Recently I am reading this article: https://www.topcoder.com/community/data-science/data-science-tutorials/prime-numbers-factorization-and-euler-function/

So I think "okay let's give a try on LeetCode".

In all of the test, the easiest way is to perform the modulo operation 1-by-1 to see if X divides any number:

```
//test if x is a prime
bool school(unsigned x) {
for(unsigned t = 3; t*t<=x;t+=2) if(x%t == 0)return false;
return true;
}
```

and this brings me a result with 686ms.

The first probabilistic test I tried is Fermat primality test (see https://en.wikipedia.org/wiki/Fermat_primality_test), a basic way to tell if a number "probably" a prime :

```
unsigned modulo (unsigned long long a, unsigned b, unsigned m) {
unsigned long long ret = 1;
a %= m;
while(b) {
if(b&1) ret *= a, ret %= m;
a = (a*a) %m;
b >>= 1;
}
return ret;
}
#define TRIAL 20
//test if x is 'probably' a prime
bool fermat(unsigned x) {
srand(x);
for(int j=TRIAL;j;--j) if(modulo(rand() % (x-3) + 3,x-1,x) != 1)return false;
return true;
}
```

and It gives me "wrong answers" or "runtime exceed", depending on how much runs I use. Quite expected because by its nature Fermat test is not really precise(see https://en.wikipedia.org/wiki/Fermat_primality_test#Flaw).
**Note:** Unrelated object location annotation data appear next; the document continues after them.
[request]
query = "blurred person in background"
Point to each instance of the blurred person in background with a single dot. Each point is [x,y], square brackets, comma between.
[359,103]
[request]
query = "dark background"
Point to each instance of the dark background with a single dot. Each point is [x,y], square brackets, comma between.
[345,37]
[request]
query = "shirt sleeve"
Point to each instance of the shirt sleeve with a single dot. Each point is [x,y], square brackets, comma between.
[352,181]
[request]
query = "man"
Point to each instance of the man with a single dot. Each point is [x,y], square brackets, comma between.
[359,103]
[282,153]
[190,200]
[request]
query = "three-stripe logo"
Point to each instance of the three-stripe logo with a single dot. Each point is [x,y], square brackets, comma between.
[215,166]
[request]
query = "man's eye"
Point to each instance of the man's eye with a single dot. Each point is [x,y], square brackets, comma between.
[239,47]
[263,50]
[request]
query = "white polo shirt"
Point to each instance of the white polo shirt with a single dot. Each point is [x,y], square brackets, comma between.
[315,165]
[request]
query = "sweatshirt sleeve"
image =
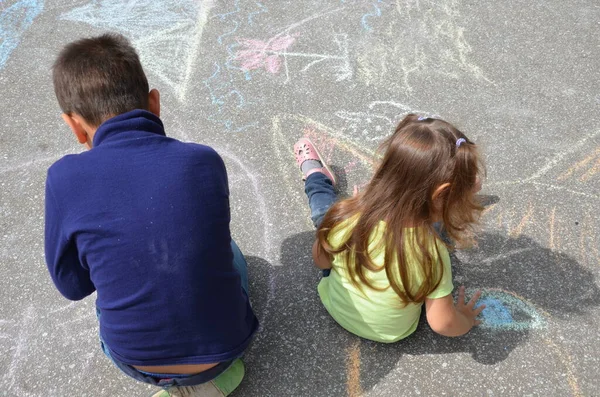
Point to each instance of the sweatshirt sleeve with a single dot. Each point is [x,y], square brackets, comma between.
[71,279]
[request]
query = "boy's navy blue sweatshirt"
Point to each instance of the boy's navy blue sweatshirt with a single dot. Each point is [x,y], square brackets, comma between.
[143,219]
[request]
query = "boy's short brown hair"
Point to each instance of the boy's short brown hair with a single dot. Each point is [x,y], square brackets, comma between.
[100,77]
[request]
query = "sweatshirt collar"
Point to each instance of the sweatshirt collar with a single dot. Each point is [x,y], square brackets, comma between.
[135,120]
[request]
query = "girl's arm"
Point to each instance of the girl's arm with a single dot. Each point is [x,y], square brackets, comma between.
[322,259]
[449,320]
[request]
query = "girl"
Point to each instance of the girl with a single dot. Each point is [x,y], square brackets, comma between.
[381,252]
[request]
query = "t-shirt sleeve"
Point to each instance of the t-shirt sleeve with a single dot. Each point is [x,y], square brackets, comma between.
[445,287]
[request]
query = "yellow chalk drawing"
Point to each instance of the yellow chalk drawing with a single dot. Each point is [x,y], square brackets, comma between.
[353,386]
[516,232]
[584,165]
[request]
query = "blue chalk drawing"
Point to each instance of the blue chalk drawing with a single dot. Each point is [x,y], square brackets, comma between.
[262,9]
[166,33]
[14,21]
[508,311]
[226,98]
[374,11]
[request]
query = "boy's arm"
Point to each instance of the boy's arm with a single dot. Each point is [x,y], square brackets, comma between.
[71,279]
[322,260]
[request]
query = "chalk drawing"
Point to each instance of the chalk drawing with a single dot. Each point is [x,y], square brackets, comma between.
[506,310]
[224,96]
[554,161]
[375,12]
[26,166]
[222,85]
[273,53]
[428,39]
[259,54]
[587,166]
[376,123]
[353,387]
[14,21]
[162,32]
[261,10]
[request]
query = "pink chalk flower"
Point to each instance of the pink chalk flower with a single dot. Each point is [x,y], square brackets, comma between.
[268,54]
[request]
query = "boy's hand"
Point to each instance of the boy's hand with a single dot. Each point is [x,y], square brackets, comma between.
[468,310]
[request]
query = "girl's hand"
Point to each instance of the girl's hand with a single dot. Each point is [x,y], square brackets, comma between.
[469,310]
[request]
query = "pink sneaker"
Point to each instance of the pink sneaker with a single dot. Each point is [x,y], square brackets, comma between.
[304,150]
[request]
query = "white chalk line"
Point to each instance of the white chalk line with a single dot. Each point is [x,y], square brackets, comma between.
[553,162]
[20,348]
[202,19]
[506,255]
[29,163]
[544,185]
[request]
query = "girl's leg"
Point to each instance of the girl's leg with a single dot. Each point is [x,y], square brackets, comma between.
[319,180]
[321,196]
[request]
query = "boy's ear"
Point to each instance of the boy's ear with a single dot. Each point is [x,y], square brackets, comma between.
[77,128]
[444,187]
[154,102]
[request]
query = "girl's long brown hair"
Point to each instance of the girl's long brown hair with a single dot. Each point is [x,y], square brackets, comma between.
[419,157]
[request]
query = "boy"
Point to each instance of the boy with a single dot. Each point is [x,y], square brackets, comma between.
[143,219]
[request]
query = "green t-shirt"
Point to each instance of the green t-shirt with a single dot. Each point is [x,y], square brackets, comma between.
[371,314]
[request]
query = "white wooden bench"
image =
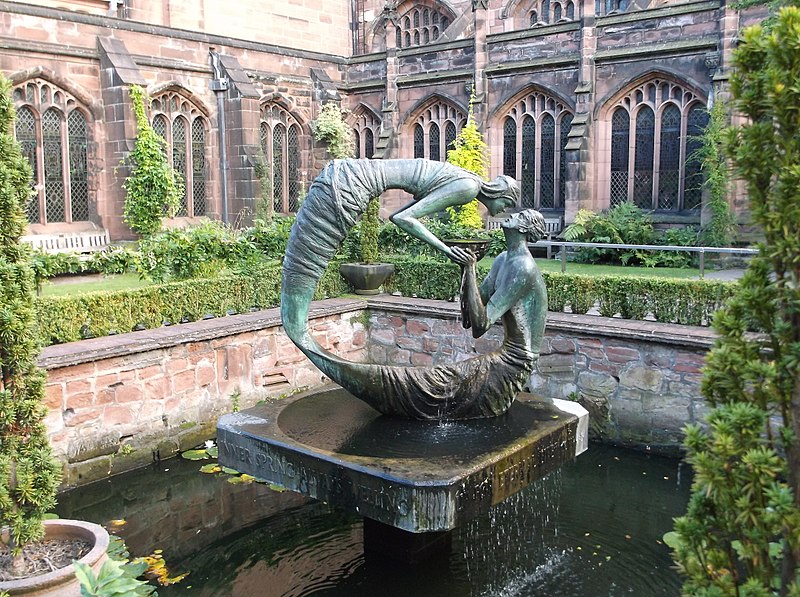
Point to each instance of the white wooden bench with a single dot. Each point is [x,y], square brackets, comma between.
[552,226]
[69,242]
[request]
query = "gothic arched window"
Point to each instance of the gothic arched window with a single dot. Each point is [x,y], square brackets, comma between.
[280,143]
[535,133]
[366,128]
[429,142]
[183,127]
[654,168]
[54,134]
[420,25]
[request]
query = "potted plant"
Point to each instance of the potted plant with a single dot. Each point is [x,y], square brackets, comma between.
[366,275]
[29,475]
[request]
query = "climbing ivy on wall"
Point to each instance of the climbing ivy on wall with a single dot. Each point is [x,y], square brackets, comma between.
[29,476]
[153,188]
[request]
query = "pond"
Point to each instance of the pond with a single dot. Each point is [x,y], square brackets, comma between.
[593,528]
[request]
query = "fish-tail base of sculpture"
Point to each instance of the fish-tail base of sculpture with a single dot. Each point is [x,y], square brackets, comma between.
[416,476]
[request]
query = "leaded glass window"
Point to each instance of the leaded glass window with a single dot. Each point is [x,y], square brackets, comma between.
[510,147]
[78,169]
[533,130]
[643,158]
[179,160]
[293,166]
[566,124]
[369,143]
[548,163]
[53,166]
[449,136]
[419,141]
[422,25]
[366,129]
[25,130]
[183,127]
[199,166]
[54,136]
[620,144]
[667,119]
[278,168]
[281,140]
[669,158]
[435,129]
[433,141]
[528,162]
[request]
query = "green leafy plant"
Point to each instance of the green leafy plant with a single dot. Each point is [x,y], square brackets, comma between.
[720,230]
[331,129]
[470,152]
[153,188]
[29,475]
[741,531]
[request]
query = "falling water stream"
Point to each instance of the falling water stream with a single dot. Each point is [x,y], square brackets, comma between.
[591,529]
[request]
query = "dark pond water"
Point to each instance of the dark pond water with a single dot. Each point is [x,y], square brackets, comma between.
[591,529]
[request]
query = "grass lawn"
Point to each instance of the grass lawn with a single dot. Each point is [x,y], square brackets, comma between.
[554,265]
[67,286]
[82,284]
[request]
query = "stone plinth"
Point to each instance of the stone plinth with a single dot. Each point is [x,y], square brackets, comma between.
[413,475]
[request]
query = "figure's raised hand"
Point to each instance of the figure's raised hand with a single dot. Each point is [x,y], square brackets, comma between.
[462,256]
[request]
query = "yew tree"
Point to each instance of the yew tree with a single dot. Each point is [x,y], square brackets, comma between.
[29,476]
[741,532]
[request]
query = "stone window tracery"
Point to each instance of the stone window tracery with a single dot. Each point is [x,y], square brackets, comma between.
[53,130]
[421,25]
[181,124]
[435,129]
[535,133]
[653,135]
[366,130]
[280,143]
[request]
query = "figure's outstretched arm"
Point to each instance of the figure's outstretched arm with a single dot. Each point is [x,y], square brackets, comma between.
[458,192]
[503,294]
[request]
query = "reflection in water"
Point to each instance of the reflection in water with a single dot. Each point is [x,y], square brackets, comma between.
[591,529]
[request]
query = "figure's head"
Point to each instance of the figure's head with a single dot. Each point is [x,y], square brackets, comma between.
[499,194]
[527,221]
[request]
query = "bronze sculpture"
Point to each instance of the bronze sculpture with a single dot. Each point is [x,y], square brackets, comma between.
[513,292]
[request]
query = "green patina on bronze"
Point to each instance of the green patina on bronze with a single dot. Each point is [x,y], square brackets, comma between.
[513,292]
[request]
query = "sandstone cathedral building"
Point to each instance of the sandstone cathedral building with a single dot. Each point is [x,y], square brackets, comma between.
[586,103]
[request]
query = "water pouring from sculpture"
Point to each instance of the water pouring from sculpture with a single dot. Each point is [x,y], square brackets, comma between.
[513,292]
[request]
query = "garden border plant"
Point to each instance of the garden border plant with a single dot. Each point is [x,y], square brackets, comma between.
[153,189]
[741,531]
[29,475]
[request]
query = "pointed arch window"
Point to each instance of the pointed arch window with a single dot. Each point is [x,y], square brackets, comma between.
[653,135]
[420,26]
[535,133]
[281,138]
[53,131]
[435,129]
[182,125]
[366,129]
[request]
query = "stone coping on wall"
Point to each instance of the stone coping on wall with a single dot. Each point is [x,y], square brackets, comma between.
[682,335]
[84,351]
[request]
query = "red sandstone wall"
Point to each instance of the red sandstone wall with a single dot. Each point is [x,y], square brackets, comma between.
[165,391]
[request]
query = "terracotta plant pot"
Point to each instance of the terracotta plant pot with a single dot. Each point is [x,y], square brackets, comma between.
[366,278]
[62,582]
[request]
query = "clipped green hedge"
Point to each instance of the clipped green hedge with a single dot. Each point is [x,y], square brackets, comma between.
[688,302]
[66,319]
[70,318]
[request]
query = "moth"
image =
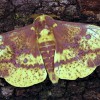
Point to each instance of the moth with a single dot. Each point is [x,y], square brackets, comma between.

The second one I tried is Miller–Rabin primality test (see https://en.wikipedia.org/wiki/Miller–Rabin_primality_test):

```
#define TRIAL 4
//test if x is 'probably' a prime
bool miller(unsigned x) {
unsigned long long y = x-1;
while(~y&1)y>>=1;
for(int j=TRIAL;j;--j) {
unsigned long long a = rand() % (x-2) + 2, b = y;
a = modulo(a,b,x);
while(b!=x-1 && a !=1 && a != x-1) {
a= modulo(a,2,x);
b *=2;
}
if(a != x-1 && b %2 == 0) return false;
}
return true;
}
```

I used TRIAL runs as 4, and skipped test on multiples of 2,3,5,7, it gives a 736-ms result. Hmmm I was really surprised result... maybe the runtime complexity is consistent with their result: 'school' is O(sqrt(n)) but 'miller' is O(log(n)^2)??? Who can tell me how to compare them? :P

Then I used the deterministic variant: the input number is bounded by a INT_MAX, and 2,7,61 is a sufficient test set instead of random number(and you don't even know when to quit):

```
//test if x is 'definitely' a prime if x < 4,759,123,141
bool miller_deterministic(unsigned x) {
unsigned long long y = x-1;
while(~y&1)y>>=1;
const int arr[3] = {2,7,61};
for(int j = 0;j<3 && arr[j] < x;++j) {
unsigned long long a = arr[j], b = y;
a = modulo(a,b,x);
while(b!=x-1 && a !=1 && a != x-1) {
a= modulo(a,2,x);
b *=2;
}
if(a != x-1 && b %2 == 0) return false;
}
return true;
}
```

, and this version of primality test gives an result with only 540~570ms. Finally faster than the naive style by ~100ms.

So after all these stuffs, I think "price comes with quality." If you are really in need of 100% pirmality test(like in this problem), something fast like Fermat test may not what you wanna buy, or you could spend more time to fix your poor choice.

Deterministic miller is the fastest accurate primlaity test I have seen. though there might be faster ones.